На пляже было полно народа, курортники заполонили лежаки, сдаваемые напрокат сидевшим под полосатым тентом чернявым амбалом в феске, воображавшим себя грозным и богатым янычаром, но выглядевшим как самый обыкновенный крымский татарин. Это лежбище толстых дамочек, окруженных чадами и мужьями, пакетами со снедью и постоянно жующих, не привлекло Олега. Дома, на Дальнем Востоке, бывая на любимой рыбалке, он привык к одиночеству у воды.

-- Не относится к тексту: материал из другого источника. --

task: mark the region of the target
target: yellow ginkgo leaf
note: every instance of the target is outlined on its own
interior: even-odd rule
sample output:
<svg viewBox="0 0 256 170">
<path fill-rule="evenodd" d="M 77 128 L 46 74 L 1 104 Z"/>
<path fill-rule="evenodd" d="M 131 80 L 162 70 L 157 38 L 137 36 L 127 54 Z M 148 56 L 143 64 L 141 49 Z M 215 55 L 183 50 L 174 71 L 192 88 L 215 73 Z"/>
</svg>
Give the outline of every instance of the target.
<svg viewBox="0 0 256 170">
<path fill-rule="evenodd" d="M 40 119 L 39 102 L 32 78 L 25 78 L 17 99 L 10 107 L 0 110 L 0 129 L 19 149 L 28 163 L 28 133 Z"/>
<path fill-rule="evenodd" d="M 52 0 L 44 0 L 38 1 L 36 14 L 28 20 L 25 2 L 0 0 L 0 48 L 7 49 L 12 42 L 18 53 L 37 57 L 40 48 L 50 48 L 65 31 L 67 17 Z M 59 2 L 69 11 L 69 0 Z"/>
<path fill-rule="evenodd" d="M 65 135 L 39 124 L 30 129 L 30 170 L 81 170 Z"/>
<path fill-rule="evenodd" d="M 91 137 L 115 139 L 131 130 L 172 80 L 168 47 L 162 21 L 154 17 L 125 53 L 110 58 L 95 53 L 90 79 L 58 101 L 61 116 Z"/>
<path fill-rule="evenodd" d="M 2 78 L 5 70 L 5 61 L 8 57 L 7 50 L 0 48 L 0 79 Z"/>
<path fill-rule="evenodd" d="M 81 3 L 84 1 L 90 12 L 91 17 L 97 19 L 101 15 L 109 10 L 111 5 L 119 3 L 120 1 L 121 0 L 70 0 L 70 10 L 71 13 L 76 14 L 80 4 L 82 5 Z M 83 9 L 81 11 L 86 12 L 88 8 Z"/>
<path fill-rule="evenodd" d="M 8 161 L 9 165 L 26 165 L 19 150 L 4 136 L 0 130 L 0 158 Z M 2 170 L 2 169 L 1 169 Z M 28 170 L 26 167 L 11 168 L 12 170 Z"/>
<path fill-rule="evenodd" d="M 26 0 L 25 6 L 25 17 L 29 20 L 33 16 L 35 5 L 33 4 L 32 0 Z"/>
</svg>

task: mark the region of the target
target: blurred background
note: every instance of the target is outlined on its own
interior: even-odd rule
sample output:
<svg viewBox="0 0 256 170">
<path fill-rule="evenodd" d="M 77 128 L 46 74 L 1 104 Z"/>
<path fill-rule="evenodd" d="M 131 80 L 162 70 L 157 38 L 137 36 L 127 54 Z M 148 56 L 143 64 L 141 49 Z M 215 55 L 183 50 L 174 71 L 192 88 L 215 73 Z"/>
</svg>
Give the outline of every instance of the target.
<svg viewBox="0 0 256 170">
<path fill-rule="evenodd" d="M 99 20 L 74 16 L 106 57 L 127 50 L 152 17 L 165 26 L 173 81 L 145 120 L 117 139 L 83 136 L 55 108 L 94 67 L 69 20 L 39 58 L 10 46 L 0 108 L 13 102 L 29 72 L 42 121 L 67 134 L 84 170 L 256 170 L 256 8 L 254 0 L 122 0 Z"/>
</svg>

Олег легкой трусцой, упруго касаясь заряженными энергией стопами поверхности щербатистого бетона набережной, устремился вправо, за стенку мола. Отмахав с полкилометра, высмотрел совершенно безлюдный каменистый участок берега. Громадные валуны, поросшие мшистыми зелеными пятнами, облепленные лентами коричневой ламинарии, были недоступны пингвинистым курортникам-дикарям. «Само то!» – удовлетворенно отметил Олег и спрыгнул с набережной на узенькую полосочку гравия. Ему ничего не стоило пролететь три метра сверху вниз, мягко пружинить всем телом и легко встать во весь рост.
У кромки прибоя догнивало брошенное за ненадобностью надломленное деревянное весло. На линии горизонта торчали трубы контейнеровоза, заставленного разноцветными, как бы пластилиновыми, прямоугольниками. Над головой заполошно кричали чайки, потревоженные его появлением. Глаза ощутимо пощипывал йодистый бриз. Под ногами похрустывал обкатанный галечник вперемешку с крупнозернистым песком и ракушечными скорлупками.